Jurgen Habermas, Tra scienza e fede. Una recensione

La secolarizzazione dell’autorità statale e la libertà positiva e negativa dell’esercizio della religione sono due facce della stessa medaglia. Esse hanno protetto le comunità religiose non soltanto dalle conseguenze distruttive dei sanguinosi conflitti fra di loro, ma anche dallo spirito antireligioso di una società laicistica. È vero che lo Stato costituzionale può proteggere i suoi cittadini religiosi e non religiosi gli uni dagli altri soltanto quando questi non solo trovano un modus vivendi nella reciproca frequentazione, bensì vivono per convinzione in un ordinamento democratico. Lo Stato democratico si nutre di una solidarietà che non si può imporre con le leggi, fra cittadini che si considerano reciprocamente membri liberi ed eguali della loro comunità politica” (Jurgen Habermas, Tra scienza e fede)

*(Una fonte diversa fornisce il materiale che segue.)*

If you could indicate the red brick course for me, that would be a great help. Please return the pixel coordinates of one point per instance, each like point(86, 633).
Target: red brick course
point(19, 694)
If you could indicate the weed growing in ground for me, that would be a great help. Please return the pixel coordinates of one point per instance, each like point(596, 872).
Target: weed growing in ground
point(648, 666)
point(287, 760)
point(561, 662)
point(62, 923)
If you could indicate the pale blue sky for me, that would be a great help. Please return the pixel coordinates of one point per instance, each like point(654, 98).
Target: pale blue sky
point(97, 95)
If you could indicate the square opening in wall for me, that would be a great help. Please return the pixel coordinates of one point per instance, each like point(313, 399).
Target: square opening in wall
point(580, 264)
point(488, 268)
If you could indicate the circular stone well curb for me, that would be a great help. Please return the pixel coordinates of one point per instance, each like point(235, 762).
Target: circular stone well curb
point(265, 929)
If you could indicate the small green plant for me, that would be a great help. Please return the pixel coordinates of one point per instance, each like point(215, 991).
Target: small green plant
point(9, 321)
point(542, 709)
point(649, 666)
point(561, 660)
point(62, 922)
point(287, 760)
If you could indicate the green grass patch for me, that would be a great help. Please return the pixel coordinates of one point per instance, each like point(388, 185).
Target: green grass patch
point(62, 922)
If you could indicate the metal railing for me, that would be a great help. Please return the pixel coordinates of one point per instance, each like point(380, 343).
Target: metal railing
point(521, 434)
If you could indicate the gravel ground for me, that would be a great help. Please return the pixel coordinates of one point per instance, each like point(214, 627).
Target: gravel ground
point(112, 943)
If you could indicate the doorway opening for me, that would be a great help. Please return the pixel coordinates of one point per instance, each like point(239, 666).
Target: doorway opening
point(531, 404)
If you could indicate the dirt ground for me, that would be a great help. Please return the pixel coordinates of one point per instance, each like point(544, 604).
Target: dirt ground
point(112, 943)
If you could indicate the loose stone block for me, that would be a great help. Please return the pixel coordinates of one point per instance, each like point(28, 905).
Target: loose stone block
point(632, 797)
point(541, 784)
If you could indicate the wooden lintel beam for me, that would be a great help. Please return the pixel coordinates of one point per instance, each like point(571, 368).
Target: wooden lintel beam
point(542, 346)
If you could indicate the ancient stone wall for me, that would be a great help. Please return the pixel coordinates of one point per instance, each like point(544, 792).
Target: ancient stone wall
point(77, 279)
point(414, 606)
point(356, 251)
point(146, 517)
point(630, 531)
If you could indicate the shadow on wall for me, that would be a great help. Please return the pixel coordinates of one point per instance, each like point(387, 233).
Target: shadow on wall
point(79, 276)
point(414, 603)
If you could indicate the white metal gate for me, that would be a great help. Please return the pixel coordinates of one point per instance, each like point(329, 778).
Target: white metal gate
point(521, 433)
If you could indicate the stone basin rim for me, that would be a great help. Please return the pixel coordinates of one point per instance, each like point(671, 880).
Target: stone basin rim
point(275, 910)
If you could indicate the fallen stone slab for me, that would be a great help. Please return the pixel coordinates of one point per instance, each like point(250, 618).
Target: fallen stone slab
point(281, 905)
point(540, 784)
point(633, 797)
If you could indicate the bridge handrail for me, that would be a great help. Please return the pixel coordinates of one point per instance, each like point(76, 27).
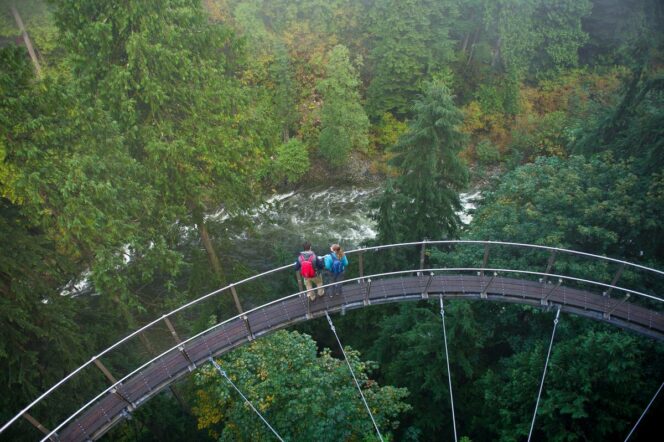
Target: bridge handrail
point(285, 267)
point(359, 278)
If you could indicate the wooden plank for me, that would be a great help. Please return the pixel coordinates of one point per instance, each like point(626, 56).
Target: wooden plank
point(234, 333)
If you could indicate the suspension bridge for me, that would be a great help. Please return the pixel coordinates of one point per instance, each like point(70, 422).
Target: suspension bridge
point(549, 288)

Se ordini il libro tramite il nostro link hai diritto ad uno sconto significativo (Amazon): Tra scienza e fede (Economica Laterza)
— — —

La traduzione del titolo in italiano di questo libro è già di per sé un’eloquente estremizzazione di un conflitto, ed una riduzione del conflitto a temi che evocano un problema ideologico più settoriale. Il titolo originale tedesco è infatti “Zwischen Naturalismus und Religion” , cioè “tra naturalismo e religione”, e si sa, un titolo simile evoca battaglie del tutto diverse (e vende molti meno libri). Guidato dalla sua ben nota tesi della “razionalità comunicativa”, il più noto filosofo tedesco contemporaneo, Jurger Habermas, in questo libro percorre un tracciato che si dipana tra lo scientismo e l’intransigenza religiosa, due correnti opposte che ritiene possano minacciare la coesione civica. Ma, come avverte nell’introduzione, i capitoli del libro sono stati scritti in occasioni diverse e non costituiscono un insieme sistematico. Habermas negli ultimi anni si è in effetti occupato di numerose tematiche contemporanee, dal multiculturalismo fino al confine tra la fede e la scienza, compresi temi legati al diritto internazionale. Il volume sarà di sicura utilità per tutti coloro che s’interessano di filosofia sociale, morale e politica così come di filosofia della religione e di filosofia della scienza, e sarà più adatto a coloro che hanno già familiarità con l’autore e hanno il desiderio di conoscere gli ultimi sviluppi del suo pensiero.